The Atlantic

Why U.S. Presidents Stopped Secretly Taping Their Conversations

Franklin Delano Roosevelt, Richard Nixon, and others in between generated thousands of hours of audio from meetings and telephone calls. Is Donald Trump reviving that practice?
Source: William J. Smith / AP

What did the president say? And how did he say it?

These riffs on the questions that Republican Senator Howard Baker asked during the Watergate hearings help frame the current political moment in America. Whether they apply to President Trump’s alleged request for loyalty from then-FBI Director James Comey, or his Oval Office remarks to senior Russian officials about sensitive intelligence matters, or his reported attempt to steer the FBI away from investigating former National Security Adviser Michael Flynn, they are at the center of a national drama that threatens to unravel the Trump administration within its first five months in office.

What makes them not only fundamental to the investigations now enveloping the White House, but also tantalizing for Trump critics to pose is the possibility that someone might actually be able to answer them.

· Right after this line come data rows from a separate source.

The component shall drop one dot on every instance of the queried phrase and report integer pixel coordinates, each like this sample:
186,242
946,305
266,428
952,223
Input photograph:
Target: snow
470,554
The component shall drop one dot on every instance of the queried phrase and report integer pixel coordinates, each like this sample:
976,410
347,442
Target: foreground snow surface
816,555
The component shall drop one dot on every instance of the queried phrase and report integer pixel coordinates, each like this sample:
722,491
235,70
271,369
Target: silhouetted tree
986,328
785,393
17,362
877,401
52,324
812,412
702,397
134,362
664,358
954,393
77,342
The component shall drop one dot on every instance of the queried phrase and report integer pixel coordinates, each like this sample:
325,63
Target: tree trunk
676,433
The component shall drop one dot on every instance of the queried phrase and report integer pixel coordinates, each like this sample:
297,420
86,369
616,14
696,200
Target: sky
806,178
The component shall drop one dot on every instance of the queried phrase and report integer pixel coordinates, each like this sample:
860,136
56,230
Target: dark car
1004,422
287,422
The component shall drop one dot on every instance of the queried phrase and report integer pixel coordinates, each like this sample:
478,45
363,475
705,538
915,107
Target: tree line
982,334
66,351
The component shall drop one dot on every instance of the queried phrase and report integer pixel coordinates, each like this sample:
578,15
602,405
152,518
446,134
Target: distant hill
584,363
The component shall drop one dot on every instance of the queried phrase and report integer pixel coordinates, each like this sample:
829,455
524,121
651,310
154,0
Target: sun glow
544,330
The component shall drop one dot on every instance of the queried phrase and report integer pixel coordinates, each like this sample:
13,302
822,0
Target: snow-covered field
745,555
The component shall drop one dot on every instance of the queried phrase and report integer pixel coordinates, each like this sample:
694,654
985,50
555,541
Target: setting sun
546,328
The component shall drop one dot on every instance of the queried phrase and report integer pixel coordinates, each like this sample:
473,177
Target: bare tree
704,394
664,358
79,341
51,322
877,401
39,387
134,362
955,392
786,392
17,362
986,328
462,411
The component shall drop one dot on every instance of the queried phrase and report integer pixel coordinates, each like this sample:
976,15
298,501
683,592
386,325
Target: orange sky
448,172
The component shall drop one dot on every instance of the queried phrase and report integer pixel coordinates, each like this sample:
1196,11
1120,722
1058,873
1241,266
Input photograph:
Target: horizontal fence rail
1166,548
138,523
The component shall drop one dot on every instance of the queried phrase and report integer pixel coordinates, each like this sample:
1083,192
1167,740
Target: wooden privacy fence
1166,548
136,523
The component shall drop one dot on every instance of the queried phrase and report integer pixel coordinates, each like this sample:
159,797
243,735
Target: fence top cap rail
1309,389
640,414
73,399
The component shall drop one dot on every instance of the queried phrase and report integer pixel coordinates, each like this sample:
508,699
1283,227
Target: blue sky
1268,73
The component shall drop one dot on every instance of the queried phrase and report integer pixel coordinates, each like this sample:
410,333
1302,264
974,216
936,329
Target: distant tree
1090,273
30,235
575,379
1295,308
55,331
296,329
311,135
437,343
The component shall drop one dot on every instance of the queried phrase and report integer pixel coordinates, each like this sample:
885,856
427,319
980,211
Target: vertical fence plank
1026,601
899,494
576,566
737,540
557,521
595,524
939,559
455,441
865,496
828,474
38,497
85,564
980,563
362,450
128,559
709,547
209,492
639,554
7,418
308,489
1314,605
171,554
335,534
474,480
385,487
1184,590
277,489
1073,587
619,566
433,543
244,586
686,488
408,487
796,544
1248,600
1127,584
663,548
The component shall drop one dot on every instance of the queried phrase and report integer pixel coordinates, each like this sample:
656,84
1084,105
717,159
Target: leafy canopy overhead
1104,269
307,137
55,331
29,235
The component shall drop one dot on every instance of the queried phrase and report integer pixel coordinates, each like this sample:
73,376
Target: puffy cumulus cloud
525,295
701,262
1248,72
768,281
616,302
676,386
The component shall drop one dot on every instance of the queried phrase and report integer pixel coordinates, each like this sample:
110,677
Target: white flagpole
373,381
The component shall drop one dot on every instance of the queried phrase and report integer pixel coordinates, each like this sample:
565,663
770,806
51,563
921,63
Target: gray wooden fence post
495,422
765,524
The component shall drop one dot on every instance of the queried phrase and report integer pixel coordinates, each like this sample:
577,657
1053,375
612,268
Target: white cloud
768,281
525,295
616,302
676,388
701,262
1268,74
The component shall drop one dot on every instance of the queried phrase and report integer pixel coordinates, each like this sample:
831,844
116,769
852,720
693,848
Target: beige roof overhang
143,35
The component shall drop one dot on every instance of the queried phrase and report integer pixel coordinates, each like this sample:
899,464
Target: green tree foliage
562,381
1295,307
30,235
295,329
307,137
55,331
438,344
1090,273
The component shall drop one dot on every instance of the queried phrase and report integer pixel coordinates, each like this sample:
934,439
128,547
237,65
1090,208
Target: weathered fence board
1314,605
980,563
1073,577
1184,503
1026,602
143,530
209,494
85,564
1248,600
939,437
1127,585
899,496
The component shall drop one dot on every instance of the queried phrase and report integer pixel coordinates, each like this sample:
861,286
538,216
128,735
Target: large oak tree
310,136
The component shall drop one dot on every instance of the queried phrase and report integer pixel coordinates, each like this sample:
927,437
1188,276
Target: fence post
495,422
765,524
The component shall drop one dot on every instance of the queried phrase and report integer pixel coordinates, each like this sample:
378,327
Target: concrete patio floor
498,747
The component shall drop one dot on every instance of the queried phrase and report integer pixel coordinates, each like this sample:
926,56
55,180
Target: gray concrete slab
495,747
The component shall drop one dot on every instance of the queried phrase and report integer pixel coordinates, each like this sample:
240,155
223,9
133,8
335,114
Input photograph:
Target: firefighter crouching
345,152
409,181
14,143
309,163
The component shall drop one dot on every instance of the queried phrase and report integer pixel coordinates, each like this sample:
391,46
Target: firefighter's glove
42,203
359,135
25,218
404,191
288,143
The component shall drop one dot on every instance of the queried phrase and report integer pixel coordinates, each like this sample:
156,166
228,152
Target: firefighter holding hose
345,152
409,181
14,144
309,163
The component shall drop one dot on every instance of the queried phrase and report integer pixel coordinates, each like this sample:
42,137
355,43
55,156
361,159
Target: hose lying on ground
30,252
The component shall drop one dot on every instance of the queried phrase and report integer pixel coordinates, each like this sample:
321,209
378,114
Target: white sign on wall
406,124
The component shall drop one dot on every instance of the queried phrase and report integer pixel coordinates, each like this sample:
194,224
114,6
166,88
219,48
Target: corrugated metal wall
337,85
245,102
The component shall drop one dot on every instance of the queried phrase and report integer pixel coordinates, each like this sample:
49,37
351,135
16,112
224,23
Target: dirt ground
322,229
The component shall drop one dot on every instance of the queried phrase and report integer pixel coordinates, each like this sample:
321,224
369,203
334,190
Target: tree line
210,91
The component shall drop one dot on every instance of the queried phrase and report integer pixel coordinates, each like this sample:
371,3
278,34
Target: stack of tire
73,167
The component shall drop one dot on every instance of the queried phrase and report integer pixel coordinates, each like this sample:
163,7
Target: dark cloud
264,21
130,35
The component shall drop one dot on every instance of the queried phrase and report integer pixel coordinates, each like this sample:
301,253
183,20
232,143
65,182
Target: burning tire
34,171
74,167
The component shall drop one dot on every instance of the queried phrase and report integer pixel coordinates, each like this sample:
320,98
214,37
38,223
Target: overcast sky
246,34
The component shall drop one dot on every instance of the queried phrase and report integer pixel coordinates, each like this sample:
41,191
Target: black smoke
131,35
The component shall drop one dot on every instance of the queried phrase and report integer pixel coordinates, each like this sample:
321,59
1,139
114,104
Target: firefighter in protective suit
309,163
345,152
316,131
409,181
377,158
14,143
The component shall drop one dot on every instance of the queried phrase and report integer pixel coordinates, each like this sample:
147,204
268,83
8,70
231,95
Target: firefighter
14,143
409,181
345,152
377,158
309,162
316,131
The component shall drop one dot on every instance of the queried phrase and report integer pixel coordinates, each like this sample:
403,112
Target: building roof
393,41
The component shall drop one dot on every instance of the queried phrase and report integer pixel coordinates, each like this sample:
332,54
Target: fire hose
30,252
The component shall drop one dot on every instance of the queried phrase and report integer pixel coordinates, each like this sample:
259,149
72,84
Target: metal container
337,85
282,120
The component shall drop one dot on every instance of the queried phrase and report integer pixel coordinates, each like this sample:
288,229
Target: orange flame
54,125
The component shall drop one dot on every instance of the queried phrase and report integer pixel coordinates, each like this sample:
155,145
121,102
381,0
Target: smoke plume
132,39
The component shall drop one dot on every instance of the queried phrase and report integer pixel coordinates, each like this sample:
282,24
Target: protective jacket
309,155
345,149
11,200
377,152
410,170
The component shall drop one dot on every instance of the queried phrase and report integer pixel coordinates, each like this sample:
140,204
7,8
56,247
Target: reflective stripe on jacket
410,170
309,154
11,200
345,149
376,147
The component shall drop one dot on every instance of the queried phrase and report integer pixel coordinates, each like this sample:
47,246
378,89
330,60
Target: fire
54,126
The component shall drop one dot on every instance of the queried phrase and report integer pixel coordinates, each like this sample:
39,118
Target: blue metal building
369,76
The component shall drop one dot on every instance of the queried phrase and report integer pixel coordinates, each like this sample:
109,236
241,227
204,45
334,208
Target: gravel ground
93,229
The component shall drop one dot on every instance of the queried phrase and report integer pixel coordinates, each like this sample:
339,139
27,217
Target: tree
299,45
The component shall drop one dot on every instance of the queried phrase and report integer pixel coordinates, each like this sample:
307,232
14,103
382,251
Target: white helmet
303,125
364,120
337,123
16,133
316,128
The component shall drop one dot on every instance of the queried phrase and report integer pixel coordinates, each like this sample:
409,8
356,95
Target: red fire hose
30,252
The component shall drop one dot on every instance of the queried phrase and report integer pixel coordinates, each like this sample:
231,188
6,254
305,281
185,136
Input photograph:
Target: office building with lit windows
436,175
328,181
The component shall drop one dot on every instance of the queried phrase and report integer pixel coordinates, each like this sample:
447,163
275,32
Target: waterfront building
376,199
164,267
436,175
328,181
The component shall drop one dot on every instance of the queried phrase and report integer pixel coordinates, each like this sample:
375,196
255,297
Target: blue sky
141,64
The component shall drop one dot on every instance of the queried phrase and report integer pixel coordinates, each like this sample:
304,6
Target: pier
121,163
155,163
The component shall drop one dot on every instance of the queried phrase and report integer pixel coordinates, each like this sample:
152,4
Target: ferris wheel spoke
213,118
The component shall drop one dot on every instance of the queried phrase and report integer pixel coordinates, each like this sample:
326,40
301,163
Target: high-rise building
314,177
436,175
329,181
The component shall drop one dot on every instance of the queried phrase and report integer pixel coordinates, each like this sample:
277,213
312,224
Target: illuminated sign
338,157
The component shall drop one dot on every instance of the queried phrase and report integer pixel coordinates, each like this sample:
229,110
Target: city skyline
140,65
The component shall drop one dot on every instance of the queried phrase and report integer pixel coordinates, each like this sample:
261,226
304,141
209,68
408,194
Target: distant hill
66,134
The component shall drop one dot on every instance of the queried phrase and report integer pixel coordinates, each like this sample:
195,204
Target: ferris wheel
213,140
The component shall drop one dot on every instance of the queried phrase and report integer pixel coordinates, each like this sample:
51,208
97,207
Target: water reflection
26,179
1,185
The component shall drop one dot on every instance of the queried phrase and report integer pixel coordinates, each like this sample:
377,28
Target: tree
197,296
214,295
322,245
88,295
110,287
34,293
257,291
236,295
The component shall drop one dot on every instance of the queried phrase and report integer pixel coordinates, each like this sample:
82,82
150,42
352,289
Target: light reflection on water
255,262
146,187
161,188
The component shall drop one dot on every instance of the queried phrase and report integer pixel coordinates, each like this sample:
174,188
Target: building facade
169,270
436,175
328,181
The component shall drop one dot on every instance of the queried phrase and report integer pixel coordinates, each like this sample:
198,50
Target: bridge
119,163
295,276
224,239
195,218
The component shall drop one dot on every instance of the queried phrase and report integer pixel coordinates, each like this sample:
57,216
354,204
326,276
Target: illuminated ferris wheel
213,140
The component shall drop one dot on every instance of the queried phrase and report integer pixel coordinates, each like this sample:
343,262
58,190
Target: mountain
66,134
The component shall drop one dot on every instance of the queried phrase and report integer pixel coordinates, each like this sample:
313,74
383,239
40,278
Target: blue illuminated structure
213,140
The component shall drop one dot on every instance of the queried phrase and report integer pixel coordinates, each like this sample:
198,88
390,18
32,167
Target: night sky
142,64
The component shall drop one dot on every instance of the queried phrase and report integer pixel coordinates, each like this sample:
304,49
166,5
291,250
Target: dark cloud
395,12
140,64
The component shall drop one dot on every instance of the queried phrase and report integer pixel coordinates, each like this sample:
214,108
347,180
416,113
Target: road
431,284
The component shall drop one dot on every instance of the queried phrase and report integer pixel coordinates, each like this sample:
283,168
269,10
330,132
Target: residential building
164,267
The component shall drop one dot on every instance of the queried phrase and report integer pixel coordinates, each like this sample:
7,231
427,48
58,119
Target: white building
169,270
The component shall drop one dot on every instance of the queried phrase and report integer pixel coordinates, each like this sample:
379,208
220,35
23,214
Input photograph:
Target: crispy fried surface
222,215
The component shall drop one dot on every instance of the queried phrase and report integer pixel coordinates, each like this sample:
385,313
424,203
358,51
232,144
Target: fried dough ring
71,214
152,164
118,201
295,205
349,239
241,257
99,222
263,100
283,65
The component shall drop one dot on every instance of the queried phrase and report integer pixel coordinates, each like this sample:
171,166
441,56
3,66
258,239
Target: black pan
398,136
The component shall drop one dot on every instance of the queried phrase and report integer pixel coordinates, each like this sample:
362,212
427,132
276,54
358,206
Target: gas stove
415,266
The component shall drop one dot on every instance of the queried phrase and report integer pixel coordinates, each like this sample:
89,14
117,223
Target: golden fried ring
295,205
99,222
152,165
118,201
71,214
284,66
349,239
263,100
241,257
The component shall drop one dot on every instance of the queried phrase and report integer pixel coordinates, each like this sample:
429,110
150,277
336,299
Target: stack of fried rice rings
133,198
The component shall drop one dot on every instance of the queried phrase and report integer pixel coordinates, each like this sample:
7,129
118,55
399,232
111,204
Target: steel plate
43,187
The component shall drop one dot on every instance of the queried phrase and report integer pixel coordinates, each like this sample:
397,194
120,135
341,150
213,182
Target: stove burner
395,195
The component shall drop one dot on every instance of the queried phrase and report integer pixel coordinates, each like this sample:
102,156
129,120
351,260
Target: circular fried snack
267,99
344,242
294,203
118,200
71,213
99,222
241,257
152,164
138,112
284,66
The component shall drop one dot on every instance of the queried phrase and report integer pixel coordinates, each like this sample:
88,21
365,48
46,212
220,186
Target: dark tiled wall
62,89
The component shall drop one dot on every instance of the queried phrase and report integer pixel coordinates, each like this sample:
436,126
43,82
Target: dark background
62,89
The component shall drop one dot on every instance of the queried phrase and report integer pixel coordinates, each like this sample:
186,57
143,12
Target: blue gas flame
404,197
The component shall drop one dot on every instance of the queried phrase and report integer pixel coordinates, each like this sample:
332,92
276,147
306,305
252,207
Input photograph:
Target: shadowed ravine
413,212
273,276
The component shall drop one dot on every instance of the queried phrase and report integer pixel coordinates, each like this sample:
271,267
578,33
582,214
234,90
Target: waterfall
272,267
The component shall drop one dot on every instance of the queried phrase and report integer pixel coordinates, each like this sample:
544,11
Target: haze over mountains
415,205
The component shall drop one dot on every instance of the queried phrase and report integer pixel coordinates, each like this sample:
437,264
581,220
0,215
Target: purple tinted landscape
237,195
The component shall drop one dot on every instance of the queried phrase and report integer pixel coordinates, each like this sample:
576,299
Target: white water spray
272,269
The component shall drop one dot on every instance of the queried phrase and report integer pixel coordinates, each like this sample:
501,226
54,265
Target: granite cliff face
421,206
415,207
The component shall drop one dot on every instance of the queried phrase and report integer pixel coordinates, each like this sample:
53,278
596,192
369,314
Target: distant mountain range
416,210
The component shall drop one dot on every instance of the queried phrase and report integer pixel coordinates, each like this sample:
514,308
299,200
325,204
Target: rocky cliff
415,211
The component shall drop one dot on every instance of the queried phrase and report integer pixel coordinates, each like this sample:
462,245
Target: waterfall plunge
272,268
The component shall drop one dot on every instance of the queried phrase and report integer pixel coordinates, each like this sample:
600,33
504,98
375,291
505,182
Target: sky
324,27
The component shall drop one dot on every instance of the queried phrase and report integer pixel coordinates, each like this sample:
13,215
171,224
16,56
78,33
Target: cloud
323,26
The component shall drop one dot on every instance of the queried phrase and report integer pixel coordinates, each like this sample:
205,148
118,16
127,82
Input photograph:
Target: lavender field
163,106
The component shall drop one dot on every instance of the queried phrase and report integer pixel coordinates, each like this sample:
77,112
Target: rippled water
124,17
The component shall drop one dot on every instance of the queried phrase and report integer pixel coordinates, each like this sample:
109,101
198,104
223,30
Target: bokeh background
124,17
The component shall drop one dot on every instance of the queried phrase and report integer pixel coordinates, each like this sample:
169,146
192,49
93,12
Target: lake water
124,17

In a tweet earlier this month, Trump the idea that he’d recorded discussions with Comey—he “better hope that there are no ‘tapes’ of our conversations before he starts leaking to the press!”—and launched much speculation over the goods he might have on others with whom he’s consulted in the White House. It’s still unknown whether any such tapes exist. But if they do, it would mark the first confirmed instance of a practice that, presumably, had been long abandoned by American presidents—and, given its impact on Richard Nixon, for good reason.